In article <firstname.lastname@example.org>, WM <email@example.com> wrote:
> On 16 Mrz., 01:02, Virgil <vir...@ligriv.com> wrote: > > > How can a set of lines be made to HAVE an unfindable last line > > Simply count. > > > unless > > one can somehow FIND that allegedly unfindable last line? > > Simply continue counting. > > Regards, WM
All the lines one finds that way are findable, at least outside Wolkenmuekenheim.
WM has frequently claimed that a mapping from the set of all infinite binary sequences to the set of paths of a CIBT is a linear mapping. In order to show that such a mapping is a linear mapping, WM must first show that the set of all binary sequences is a vector space and that the set of paths of a CIBT is also a vector space, which he has not done and apparently cannot do, and then show that his mapping satisfies the linearity requirement that f(ax + by) = af(x) + bf(y), where a and b are arbitrary members of a field of scalars and x and y are f(x) and f(y) are vectors in suitable linear spaces.

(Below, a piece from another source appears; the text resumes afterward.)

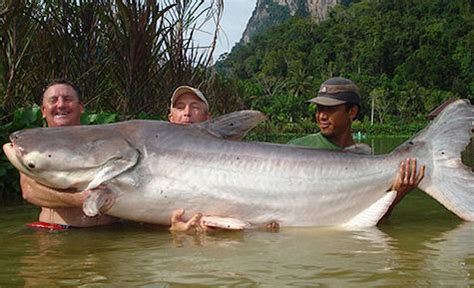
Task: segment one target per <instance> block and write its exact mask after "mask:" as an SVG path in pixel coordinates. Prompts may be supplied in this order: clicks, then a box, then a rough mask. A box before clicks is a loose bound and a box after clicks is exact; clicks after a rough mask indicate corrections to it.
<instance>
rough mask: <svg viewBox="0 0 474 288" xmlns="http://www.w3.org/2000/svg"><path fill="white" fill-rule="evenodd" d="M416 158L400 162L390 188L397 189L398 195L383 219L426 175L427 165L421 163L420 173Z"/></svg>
mask: <svg viewBox="0 0 474 288" xmlns="http://www.w3.org/2000/svg"><path fill="white" fill-rule="evenodd" d="M416 166H417V165H416V159H415V158H408V159H406V160H405V161H402V162H401V163H400V168H399V169H398V172H397V175H396V178H395V181H394V182H393V184H392V187H391V188H390V189H389V191H390V190H395V191H397V197H396V198H395V200H394V201H393V203H392V205H391V206H390V207H389V208H388V210H387V212H386V213H385V215H384V216H383V217H382V219H387V218H388V216H389V215H390V213H392V210H393V208H394V207H395V205H397V204H398V202H400V200H402V199H403V197H405V195H406V194H408V192H410V191H411V190H413V189H415V188H416V186H418V184H420V182H421V180H423V177H425V165H421V167H420V169H419V171H418V173H417V167H416Z"/></svg>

By the way, WM, what are a, b, ax, by and ax+by when x and y are binary sequences?
If a = 1/3 and x is binary sequence, what is ax ? and if f(x) is a path in a CIBT, what is af(x)?
Until these and a few other issues are settled, WM will still have failed to justify his claim of a LINEAR mapping from the set (but not yet proved to be vector space) of binary sequences to the set (but not yet proved to be vector space) of paths ln a CIBT.
Just another of WM's many wild claims of what goes on in his WMytheology that he cannot back up. --